14 Haziran 1934’te uygulamaya konulup 2006 yılına kadar yürürlükte kalan Mecburi İskan Kanunu’nun neden olduğu zorunlu göçler, Göç Edenler Sosyal Yardımlaşma ve Kültür Derneği (Göç-Der) tarafından bu yıl da Galatasaray Lisesi önünde protesto edildi.
Göç-Der adına açıklama yapan dernek eş başkanı Abdullah Geldi, yeni kurulacak hükümetin, yerinden edilmiş kişilerin maddi ve manevi tazminatlarını karşılaması gerektiğini söyledi: “Köye dönmek için yasal güvence istiyoruz”.
Kurulacak yeni hükümete çağrı
Göç-Der yeni kurulacak hükümete, Suriye’deki iç savaşa müdahil olmaktan vazgeçme ve mültecilere sınırları açma, Kürt sorunun çözümü için müzakere sürecini başlatma, faili meçhul cinayetlerin aydınlatılması için etkili soruşturmalar yapma ve zorla yerinden edilmiş kişilere maddi manevi tazminat ödeme çağrısı yaptı.
Dernek ayrıca HES ve baraj yapımlarıyla birlikte kentsel dönüşüm projelerinin de yeni zorla yerinden edilmelere yol açacağını belirtti ve bu projelerin durdurulması talep etti.
90’lı yıllarda üç milyon kişi yerinden edildi
Açıklamada yerinden edilme süreci şöyle anlatıldı: “1980 askeri darbesi ile başlayan ve 1987 Olağan Üstü Hal Yasası ile devam eden insan hak ve özgürlüklerini askıya alan uygulamalar Kürdistan’da aralıksız olarak sürdürüldü. 90’lı yıllar boyunca bine yakın yerleşim birimi zorla boşaltıldı ve üç milyon kişi yerinden edildi”. *
Köy ve mezraların zorla boşaltılması sürecinde insan haklarının ihlal edildiğini söyleyen Geldi, “Göç etmek zorunda kalan kişiler kendi kaderleri ile başbaşa bırakıldı. Onarılması mümkün olmayan pek çok hak kaybı yaşandı ve bölgenin kültürel dokusu derinden etkilendi.
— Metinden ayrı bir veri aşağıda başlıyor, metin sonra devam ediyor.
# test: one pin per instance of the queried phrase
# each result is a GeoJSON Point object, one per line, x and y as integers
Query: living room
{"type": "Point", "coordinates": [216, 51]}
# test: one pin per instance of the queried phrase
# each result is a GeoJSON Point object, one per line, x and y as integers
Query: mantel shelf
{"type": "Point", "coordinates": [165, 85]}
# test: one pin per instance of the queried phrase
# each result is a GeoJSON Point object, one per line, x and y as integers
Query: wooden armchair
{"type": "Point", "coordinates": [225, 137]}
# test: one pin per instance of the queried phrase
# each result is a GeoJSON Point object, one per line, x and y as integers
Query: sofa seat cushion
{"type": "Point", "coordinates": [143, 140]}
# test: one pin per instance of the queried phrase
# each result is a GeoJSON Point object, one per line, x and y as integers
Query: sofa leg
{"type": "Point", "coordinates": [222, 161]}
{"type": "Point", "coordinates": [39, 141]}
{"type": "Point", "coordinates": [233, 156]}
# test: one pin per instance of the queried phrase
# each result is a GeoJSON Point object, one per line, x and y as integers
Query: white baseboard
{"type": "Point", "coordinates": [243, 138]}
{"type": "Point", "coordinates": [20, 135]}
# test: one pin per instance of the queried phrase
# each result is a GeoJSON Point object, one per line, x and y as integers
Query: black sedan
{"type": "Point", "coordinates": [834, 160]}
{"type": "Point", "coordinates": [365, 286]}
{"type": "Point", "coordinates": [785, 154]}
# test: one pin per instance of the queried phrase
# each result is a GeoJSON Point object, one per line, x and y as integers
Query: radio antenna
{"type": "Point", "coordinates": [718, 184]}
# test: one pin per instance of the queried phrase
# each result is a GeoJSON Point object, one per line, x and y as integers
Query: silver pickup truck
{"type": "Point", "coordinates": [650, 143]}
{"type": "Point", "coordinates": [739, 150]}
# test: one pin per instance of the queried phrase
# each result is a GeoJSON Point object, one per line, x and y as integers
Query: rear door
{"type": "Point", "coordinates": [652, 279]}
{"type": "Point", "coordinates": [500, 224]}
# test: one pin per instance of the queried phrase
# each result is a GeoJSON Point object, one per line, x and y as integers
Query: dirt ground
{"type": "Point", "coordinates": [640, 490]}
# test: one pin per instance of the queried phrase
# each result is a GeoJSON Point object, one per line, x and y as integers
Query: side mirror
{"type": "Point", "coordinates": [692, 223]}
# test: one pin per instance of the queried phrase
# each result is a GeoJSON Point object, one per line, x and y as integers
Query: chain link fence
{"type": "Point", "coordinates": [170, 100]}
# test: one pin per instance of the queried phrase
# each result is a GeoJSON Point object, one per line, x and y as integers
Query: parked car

Göç eden insanlar gittikleri yerlerde birçok ayrımcılığa maruz kaldı.”
“Hükümetin tutum ve politikaları yanlış”
Dernek açıklamasında ayrıca Suriye politikasına ve çözüm sürecine de yer verilerek hükümetin politikaları eleştirildi. Bu politikaların yeni yerinden edilmelere neden olduğu belirtildi: “Son yıllardaki çatışmasızlık hali barış umutlarını yeşermesine zemin hazırladı ve halklara umut verdi. Ancak gelinen aşamada hükümetin tutum ve politikaları umutların sönmeye başlamasına neden olmaktadır.”
“Ayrıca hükümetin Suriye’de yaşanan iç savaşa müdahil olması, Suriye ve Rojava’da milyonlarca insanın yerlerini terk etmelerine neden oldu. Hükümet, Suriye iç savaşına müdahil olmaktan, Türkiye’ye sığınan binlerce insana karşı takındığı tutumdan bir an önce vazgeçmeli.” (FÖ/HK)
* CHP İstanbul Milletvekili Algan Hacaloğlu imzasıyla 9 milletvekili adına verilen Meclis Araştırma önergesi sonrası kurulan komisyonun 9 Şubat 1996 tarihinde yayınldığı raporda 20 ilde 90'lı yıllar boyunca 905 köy, 2523 mezra yani toplamda 3428 ylerleşim alanının boşaltıldığı sonucuna ulaşıldı. Raporda 20 il üç ayrı bölge olarak belirtildi: OHAL Bölgesi (Diyarbakır, Hakkari, Siirt, Şırnak, Tunceli, Van), Mücavir Alan yani yakın komşu alan (Batman, Bingöl, Bitlis, Mardin, Muş) ve diğer iller (Ağrı, Kars, Erzurum, Erzincan, Sivas, Urfa, Adıyaman, Iğdır, Elazığ).
Raporda köy boşaltmalardan etkilenen insan sayısı için ise şu bilgi yer alıyordu: "Olağanüstü Hal Bölge Valiliğinin tespitlerine göre; OHAL Bölgesi ile (Diyarbakır, Hakkari, Siirt, Sımak, Tunceli, Van) mücavir alanı oluşturan (Batman, Bingöl, Bitlis, Mardin, Muş) 11 ilde Kasım 1997'de dönüş yapanlar hariç, 820 Köy, 2.345 mezraya boşaltılan köylerden göç edenlerin sayısı ise 378.335'e ulaşmıştır."